Divine Comedy, Cary's Translation, Complete eBook

This eBook from the Gutenberg Project consists of approximately 602 pages of information about Divine Comedy, Cary's Translation, Complete.

v. 76.  From thence I came.] Giacopo del Cassero, a citizen of Fano who having spoken ill of Azzo da Este, Marquis of Ferrara, was by his orders put to death.  Giacopo, was overtaken by the assassins at Oriaco a place near the Brenta, from whence, if he had fled towards Mira, higher up on that river, instead of making for the marsh on the sea shore, he might have escaped.

v. 75.  Antenor’s land.] The city of Padua, said to be founded by Antenor.

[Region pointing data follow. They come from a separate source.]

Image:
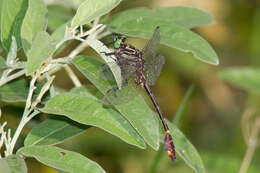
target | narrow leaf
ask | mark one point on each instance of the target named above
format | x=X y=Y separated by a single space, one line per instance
x=135 y=111
x=185 y=149
x=91 y=9
x=244 y=77
x=172 y=34
x=61 y=159
x=89 y=111
x=14 y=91
x=181 y=108
x=10 y=60
x=52 y=132
x=13 y=164
x=185 y=16
x=34 y=21
x=12 y=14
x=42 y=48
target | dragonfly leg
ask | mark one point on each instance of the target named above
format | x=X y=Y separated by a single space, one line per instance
x=110 y=53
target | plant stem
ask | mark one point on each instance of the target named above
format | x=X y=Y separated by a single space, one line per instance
x=252 y=144
x=72 y=76
x=13 y=76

v. 87.  Of Montefeltro I.] Buonconte (son of Guido da Montefeltro, whom we have had in the twenty-seventh Canto of Hell) fell in the battle of Campaldino (1289), fighting on the side of the Aretini.

v. 88.  Giovanna.] Either the wife, or kinswoman, of Buonconte.

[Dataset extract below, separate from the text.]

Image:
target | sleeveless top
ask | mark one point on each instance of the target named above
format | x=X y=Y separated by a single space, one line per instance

v. 91.  The hermit’s seat.] The hermitage of Camaldoli.

v. 95.  Where its name is cancel’d.] That is, between Bibbiena and Poppi, where the Archiano falls into the Arno.

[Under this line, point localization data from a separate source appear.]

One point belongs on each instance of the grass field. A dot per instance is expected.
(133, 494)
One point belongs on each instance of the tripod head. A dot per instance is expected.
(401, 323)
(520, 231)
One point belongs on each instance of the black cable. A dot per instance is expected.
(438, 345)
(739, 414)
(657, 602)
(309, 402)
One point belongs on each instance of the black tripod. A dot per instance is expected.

v. 115.  From Pratomagno to the mountain range.] From Pratomagno now called Prato Vecchio (which divides the Valdarno from Casentino) as far as to the Apennine.

v. 131.  Pia.] She is said to have been a Siennese lady, of the family of Tolommei, secretly made away with by her husband, Nello della Pietra, of the same city, in Maremma, where he had some possessions.


v. 14.  Of Arezzo him.] Benincasa of Arezzo, eminent for his skill in jurisprudence, who, having condemned to death Turrino da Turrita brother of Ghino di Tacco, for his robberies in Maremma, was murdered by Ghino, in an apartment of his own house, in the presence of many witnesses.  Ghino was not only suffered to escape in safety, but (as the commentators inform us) obtained so high a reputation by the liberality with which he was accustomed to dispense the fruits of his plunder, and treated those who fell into his hands with so much courtesy, that he was afterwards invited to Rome, and knighted by Boniface viii.  A story is told of him by Boccaccio, G. x.  N. 2.

v. 15.  Him beside.] Ciacco de’ Tariatti of Arezzo.  He is said to have been carried by his horse into the Arno, and there drowned, while he was in pursuit of certain of his enemies.

v. 17.  Frederic Novello.] Son of the Conte Guido da Battifolle, and slain by one of the family of Bostoli.

v. 18.  Of Pisa he.] Farinata de’ Scornigiani of Pisa.  His father Marzuco, who had entered the order of the Frati Minori, so entirely overcame the feelings of resentment, that he even kissed the hands of the slayer of his son, and, as he was following the funeral, exhorted his kinsmen to reconciliation.

v. 20.  Count 0rso.] Son of Napoleone da Cerbaia, slain by Alberto da Mangona, his uncle.